Историки кино отмечают: в первый период войны «на экране почти нет изображений Сталина. Ни в хронике, ни даже на портретах и плакатах внутри кадров…» [14, с. 379]. До ноября 41-го – только одно обращение: на радио, 3 июля, к «братьям и сестрам» [см.: 29]. Показательно, что реального вождя (как и настоящих полководцев, героев труда и т.д.) в деле мобилизации на Отечественную заменили звезды экрана – даже не киноактеры, а экранные образы, киногерои, бывшие кумирами советской толпы: Чапаев – Б. Бабочкин (киноновелла «Чапаев с нами», 31 июля 1941 г.), Максим – Б. Чирков («Боевой киносборник № 1»), почтальонша Стрелка – Л. Орлова (киносборник № 4) и др. [см.: 14, с. 379]. Фактором мобилизации на реальную войну стала иллюзия: персонификаторы образа изобильной, счастливой, свободной советской мирной жизни теперь поднимали народ на отпор врагу, чтобы отстоять эту жизнь. Бóльшего авторитета, лучшего «агента влияния» в стране победившей иллюзии не было.

вернуться

21

«В версии православной церкви русский человек в таких обстоятельствах должен терпеть и молиться. Оттого-то Александр I был пассивным наблюдателем происходящего. И он действительно не принимал участия в летней кампании: ждал решения своей личной судьбы, судьбы подданных и… молился. Перелом в ходе войны был воспринят им как божественный приговор Наполеону и прощение России.
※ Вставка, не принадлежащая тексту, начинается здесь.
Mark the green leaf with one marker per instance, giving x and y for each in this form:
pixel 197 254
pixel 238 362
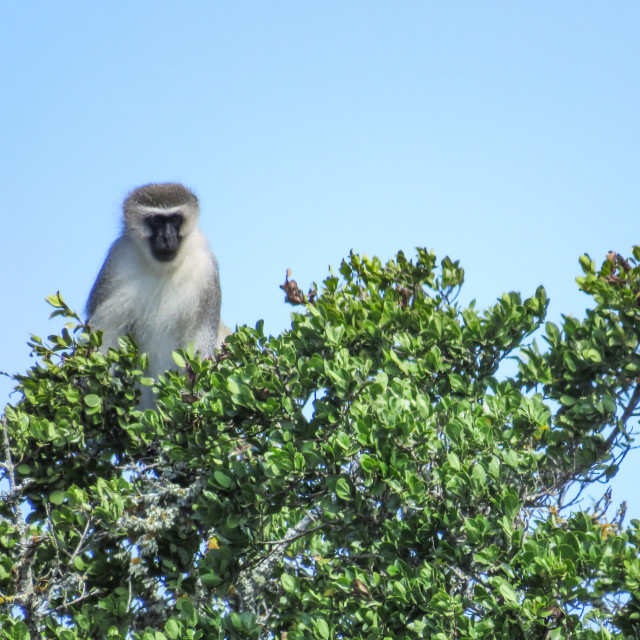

Лишь после того, как священное решение стало очевидным, император почел себя вправе стать участником военной эпопеи» [3, с. 176].

вернуться

22

Например, советское кино военных лет, «начав как агитационно-пропагандист-ское», стало «народным киноискусством» [14, с. 387[.

вернуться

23

Автор, кстати, указывает на изменение с начала войны цензурного режима, благодаря чему только и могли появиться в печати стихотворения К. Симонова, военные песни, поэма А. Твардовского «Василий Тёркин» и др. [19, с. 330].

вернуться

24

Определение И. Кукулина [19, с. 329].